“Recent advances in cloud computing may be allowing geostatistics to crunch more data, faster, but its merging with machine learning techniques that will continue to be the most exciting development in the next decade. This opens an entirely new landscape for applications in the mining sector.
In simplified terms, geostatistics are a set of model-driven algorithms, and machine learning can be seen as a data-driven approach. Combining them to get the best of both worlds is the holy grail of geological modelling. This is what we are doing at DataCloud, especially when a client asks us to integrate massive datasets and visualise their orebody in new ways to gain new insights.
A mine site is full of orebody knowledge, evolution of rock, geochemistry, mineralogy, hyperspectral, geometallurgy and more. All this data collected is challenging to incorporate into a consistent spatial model: geostatistics can struggle with large amounts of disparate data types. On the other hand, it can be difficult to incorporate spatial constraints in machine learning models. Now they can support each other: model-driven geological features incorporated into machine learning frameworks that explicitly consider spatial correlation as well as uncertainty. There is no silver bullet here. Geostatistics and machine learning are powerful tools on their own, but building a framework that takes advantage of the strength of both approaches is the best way forward to invent powerful new algorithms and workflows.”
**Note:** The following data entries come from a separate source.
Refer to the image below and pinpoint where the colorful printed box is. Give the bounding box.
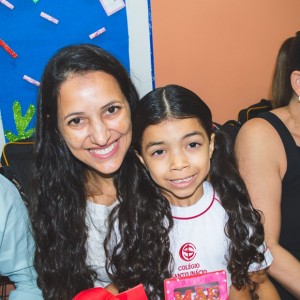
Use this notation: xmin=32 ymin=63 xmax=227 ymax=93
xmin=164 ymin=270 xmax=228 ymax=300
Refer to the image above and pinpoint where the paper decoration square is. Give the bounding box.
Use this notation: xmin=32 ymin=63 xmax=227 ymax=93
xmin=164 ymin=270 xmax=228 ymax=300
xmin=100 ymin=0 xmax=125 ymax=16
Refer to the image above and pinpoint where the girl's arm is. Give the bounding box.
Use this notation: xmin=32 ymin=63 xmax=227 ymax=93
xmin=235 ymin=119 xmax=300 ymax=298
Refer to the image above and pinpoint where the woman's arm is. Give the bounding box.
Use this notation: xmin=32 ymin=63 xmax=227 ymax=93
xmin=235 ymin=119 xmax=300 ymax=298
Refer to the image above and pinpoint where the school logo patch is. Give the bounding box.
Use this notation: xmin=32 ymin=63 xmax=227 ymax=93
xmin=179 ymin=243 xmax=197 ymax=261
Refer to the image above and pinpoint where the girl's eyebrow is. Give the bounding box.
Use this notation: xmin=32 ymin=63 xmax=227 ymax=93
xmin=145 ymin=142 xmax=164 ymax=150
xmin=145 ymin=130 xmax=204 ymax=150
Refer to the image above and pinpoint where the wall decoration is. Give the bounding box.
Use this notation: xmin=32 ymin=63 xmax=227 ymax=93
xmin=0 ymin=0 xmax=153 ymax=149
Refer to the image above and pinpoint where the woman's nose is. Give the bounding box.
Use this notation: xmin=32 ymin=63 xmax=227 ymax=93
xmin=90 ymin=122 xmax=111 ymax=146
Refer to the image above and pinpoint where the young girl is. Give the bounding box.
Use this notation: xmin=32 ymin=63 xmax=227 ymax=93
xmin=107 ymin=85 xmax=277 ymax=299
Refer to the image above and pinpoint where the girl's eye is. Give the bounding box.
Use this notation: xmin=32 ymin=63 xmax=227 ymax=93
xmin=152 ymin=150 xmax=164 ymax=156
xmin=106 ymin=105 xmax=121 ymax=115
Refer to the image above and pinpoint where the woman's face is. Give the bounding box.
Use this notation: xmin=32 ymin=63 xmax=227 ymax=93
xmin=58 ymin=71 xmax=131 ymax=175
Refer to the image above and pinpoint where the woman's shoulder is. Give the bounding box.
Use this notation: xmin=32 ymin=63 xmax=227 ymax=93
xmin=236 ymin=112 xmax=280 ymax=146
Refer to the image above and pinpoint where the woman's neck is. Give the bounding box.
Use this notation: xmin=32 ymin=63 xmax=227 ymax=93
xmin=85 ymin=171 xmax=117 ymax=206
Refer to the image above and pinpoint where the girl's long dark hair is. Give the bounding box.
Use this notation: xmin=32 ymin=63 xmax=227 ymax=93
xmin=106 ymin=85 xmax=264 ymax=299
xmin=30 ymin=44 xmax=138 ymax=300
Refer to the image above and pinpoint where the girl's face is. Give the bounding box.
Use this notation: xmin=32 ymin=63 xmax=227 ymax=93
xmin=139 ymin=118 xmax=214 ymax=206
xmin=58 ymin=71 xmax=131 ymax=176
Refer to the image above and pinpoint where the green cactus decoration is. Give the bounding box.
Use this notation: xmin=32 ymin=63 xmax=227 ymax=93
xmin=5 ymin=101 xmax=35 ymax=142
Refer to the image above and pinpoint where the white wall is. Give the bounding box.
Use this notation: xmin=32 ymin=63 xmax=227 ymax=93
xmin=126 ymin=0 xmax=154 ymax=97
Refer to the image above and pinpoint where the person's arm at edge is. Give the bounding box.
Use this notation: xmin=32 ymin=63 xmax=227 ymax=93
xmin=0 ymin=177 xmax=43 ymax=300
xmin=235 ymin=119 xmax=300 ymax=298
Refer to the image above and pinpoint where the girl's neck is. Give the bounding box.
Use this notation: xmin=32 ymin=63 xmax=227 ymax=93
xmin=85 ymin=171 xmax=117 ymax=206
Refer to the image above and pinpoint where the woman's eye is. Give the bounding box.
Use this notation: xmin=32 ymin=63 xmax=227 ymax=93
xmin=189 ymin=142 xmax=199 ymax=148
xmin=68 ymin=118 xmax=81 ymax=125
xmin=106 ymin=105 xmax=121 ymax=114
xmin=152 ymin=150 xmax=164 ymax=155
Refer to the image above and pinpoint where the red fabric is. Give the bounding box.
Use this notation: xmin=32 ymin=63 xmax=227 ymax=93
xmin=73 ymin=284 xmax=148 ymax=300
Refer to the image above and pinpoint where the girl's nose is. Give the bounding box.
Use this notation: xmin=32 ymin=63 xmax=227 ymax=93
xmin=170 ymin=153 xmax=189 ymax=171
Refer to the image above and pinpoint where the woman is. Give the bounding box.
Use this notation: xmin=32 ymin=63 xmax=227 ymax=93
xmin=30 ymin=44 xmax=138 ymax=300
xmin=236 ymin=32 xmax=300 ymax=300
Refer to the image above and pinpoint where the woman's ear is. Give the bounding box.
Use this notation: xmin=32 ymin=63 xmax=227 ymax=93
xmin=291 ymin=71 xmax=300 ymax=98
xmin=209 ymin=133 xmax=215 ymax=158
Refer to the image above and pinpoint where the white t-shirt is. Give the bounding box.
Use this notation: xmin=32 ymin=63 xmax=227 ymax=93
xmin=170 ymin=182 xmax=273 ymax=288
xmin=86 ymin=201 xmax=118 ymax=287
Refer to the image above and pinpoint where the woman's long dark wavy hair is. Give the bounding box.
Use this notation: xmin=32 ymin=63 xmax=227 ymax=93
xmin=30 ymin=44 xmax=138 ymax=300
xmin=106 ymin=85 xmax=264 ymax=299
xmin=271 ymin=31 xmax=300 ymax=108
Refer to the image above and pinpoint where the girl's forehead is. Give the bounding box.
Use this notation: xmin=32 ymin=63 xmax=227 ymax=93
xmin=143 ymin=118 xmax=207 ymax=140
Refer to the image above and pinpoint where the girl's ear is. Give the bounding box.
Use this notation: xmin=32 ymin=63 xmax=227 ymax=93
xmin=209 ymin=133 xmax=215 ymax=158
xmin=291 ymin=71 xmax=300 ymax=97
xmin=134 ymin=150 xmax=148 ymax=170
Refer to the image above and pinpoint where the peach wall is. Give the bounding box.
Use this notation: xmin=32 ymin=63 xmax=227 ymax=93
xmin=151 ymin=0 xmax=300 ymax=123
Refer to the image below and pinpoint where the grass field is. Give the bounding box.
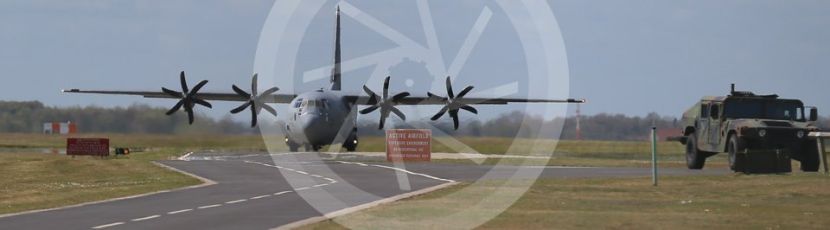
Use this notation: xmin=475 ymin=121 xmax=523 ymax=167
xmin=0 ymin=131 xmax=830 ymax=221
xmin=304 ymin=173 xmax=830 ymax=229
xmin=0 ymin=134 xmax=265 ymax=214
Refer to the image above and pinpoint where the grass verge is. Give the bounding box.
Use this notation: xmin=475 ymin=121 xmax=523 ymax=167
xmin=303 ymin=173 xmax=830 ymax=229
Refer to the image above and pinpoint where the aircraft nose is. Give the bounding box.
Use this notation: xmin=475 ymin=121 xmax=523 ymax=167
xmin=302 ymin=114 xmax=325 ymax=134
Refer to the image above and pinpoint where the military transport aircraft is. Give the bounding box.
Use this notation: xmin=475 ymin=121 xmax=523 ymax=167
xmin=63 ymin=7 xmax=585 ymax=152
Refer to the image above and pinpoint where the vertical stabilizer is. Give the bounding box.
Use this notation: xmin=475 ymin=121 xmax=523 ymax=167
xmin=331 ymin=6 xmax=340 ymax=91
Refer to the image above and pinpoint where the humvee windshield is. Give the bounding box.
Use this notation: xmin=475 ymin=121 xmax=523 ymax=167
xmin=723 ymin=100 xmax=804 ymax=121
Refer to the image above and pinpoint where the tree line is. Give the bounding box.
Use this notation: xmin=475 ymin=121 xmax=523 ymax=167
xmin=0 ymin=101 xmax=252 ymax=134
xmin=0 ymin=101 xmax=830 ymax=140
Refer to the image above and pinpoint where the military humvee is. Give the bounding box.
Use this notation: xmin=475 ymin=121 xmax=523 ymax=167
xmin=680 ymin=84 xmax=819 ymax=173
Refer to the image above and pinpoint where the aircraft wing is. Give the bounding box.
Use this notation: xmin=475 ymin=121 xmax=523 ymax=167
xmin=346 ymin=96 xmax=585 ymax=105
xmin=62 ymin=89 xmax=297 ymax=104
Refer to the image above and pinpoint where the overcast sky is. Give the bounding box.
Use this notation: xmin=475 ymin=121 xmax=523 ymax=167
xmin=0 ymin=0 xmax=830 ymax=120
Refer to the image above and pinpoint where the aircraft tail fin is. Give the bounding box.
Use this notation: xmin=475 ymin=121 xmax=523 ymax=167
xmin=331 ymin=6 xmax=341 ymax=91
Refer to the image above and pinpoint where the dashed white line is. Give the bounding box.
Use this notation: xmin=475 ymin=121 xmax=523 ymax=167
xmin=197 ymin=204 xmax=222 ymax=209
xmin=92 ymin=222 xmax=124 ymax=229
xmin=274 ymin=191 xmax=292 ymax=196
xmin=250 ymin=194 xmax=271 ymax=200
xmin=179 ymin=152 xmax=193 ymax=161
xmin=132 ymin=215 xmax=160 ymax=222
xmin=371 ymin=165 xmax=455 ymax=183
xmin=167 ymin=208 xmax=193 ymax=215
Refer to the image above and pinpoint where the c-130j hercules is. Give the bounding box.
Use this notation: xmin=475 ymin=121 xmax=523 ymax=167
xmin=63 ymin=7 xmax=585 ymax=152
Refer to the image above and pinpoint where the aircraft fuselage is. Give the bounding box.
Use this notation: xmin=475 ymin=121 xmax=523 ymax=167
xmin=285 ymin=89 xmax=357 ymax=148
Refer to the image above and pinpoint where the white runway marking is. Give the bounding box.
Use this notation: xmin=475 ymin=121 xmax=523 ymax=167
xmin=167 ymin=208 xmax=193 ymax=215
xmin=274 ymin=191 xmax=292 ymax=196
xmin=132 ymin=215 xmax=160 ymax=222
xmin=198 ymin=204 xmax=222 ymax=209
xmin=92 ymin=155 xmax=337 ymax=229
xmin=337 ymin=161 xmax=455 ymax=183
xmin=251 ymin=194 xmax=271 ymax=200
xmin=179 ymin=152 xmax=193 ymax=161
xmin=92 ymin=222 xmax=124 ymax=229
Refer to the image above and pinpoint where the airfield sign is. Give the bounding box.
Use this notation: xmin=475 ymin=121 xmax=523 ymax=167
xmin=386 ymin=129 xmax=432 ymax=161
xmin=66 ymin=138 xmax=110 ymax=156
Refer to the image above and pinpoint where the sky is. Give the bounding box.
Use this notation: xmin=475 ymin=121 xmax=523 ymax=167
xmin=0 ymin=0 xmax=830 ymax=120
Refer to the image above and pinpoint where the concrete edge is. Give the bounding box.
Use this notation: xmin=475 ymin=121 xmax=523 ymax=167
xmin=272 ymin=182 xmax=460 ymax=230
xmin=0 ymin=161 xmax=217 ymax=218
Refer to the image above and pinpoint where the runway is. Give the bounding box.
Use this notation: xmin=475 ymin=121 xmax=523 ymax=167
xmin=0 ymin=153 xmax=728 ymax=229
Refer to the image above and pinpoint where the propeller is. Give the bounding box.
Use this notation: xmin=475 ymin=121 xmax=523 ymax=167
xmin=161 ymin=71 xmax=213 ymax=124
xmin=231 ymin=74 xmax=280 ymax=127
xmin=427 ymin=77 xmax=478 ymax=130
xmin=360 ymin=77 xmax=410 ymax=129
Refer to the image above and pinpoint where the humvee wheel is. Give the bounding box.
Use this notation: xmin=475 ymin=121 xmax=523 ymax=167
xmin=801 ymin=141 xmax=819 ymax=172
xmin=726 ymin=136 xmax=747 ymax=172
xmin=686 ymin=133 xmax=706 ymax=169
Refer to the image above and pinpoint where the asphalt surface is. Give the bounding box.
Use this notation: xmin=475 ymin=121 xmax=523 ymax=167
xmin=0 ymin=153 xmax=727 ymax=229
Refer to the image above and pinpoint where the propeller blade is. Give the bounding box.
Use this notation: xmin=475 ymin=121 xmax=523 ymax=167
xmin=461 ymin=105 xmax=478 ymax=114
xmin=185 ymin=109 xmax=193 ymax=125
xmin=392 ymin=92 xmax=411 ymax=103
xmin=360 ymin=105 xmax=380 ymax=114
xmin=251 ymin=74 xmax=259 ymax=95
xmin=430 ymin=106 xmax=449 ymax=121
xmin=191 ymin=98 xmax=213 ymax=109
xmin=450 ymin=110 xmax=458 ymax=130
xmin=259 ymin=87 xmax=280 ymax=97
xmin=389 ymin=107 xmax=406 ymax=121
xmin=166 ymin=100 xmax=184 ymax=116
xmin=458 ymin=86 xmax=473 ymax=98
xmin=383 ymin=76 xmax=392 ymax=99
xmin=231 ymin=85 xmax=251 ymax=98
xmin=161 ymin=87 xmax=182 ymax=98
xmin=251 ymin=104 xmax=257 ymax=127
xmin=259 ymin=103 xmax=277 ymax=116
xmin=188 ymin=80 xmax=208 ymax=96
xmin=447 ymin=76 xmax=455 ymax=99
xmin=179 ymin=71 xmax=188 ymax=94
xmin=378 ymin=110 xmax=389 ymax=129
xmin=231 ymin=101 xmax=251 ymax=114
xmin=363 ymin=85 xmax=378 ymax=104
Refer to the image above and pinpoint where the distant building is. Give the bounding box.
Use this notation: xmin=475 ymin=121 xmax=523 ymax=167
xmin=43 ymin=122 xmax=78 ymax=134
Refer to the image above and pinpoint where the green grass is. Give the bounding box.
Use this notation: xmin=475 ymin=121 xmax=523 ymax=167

https://www.engineerlive.com/content/how-can-drill-blast-operations-make-mining-more-sustainable
Comments
I've got no idea about machine learning or geostatistics (yet), but I've had the chance to delve a little deeper into data territory in optimization project. Most of the more recent papers I've read along the way have not changed a lot in their approach. I look forward to the new insights that will evolve as these technologies and their combination become more mainstream in the coming years. Fascinating stuff which I'd certainly love to see in action.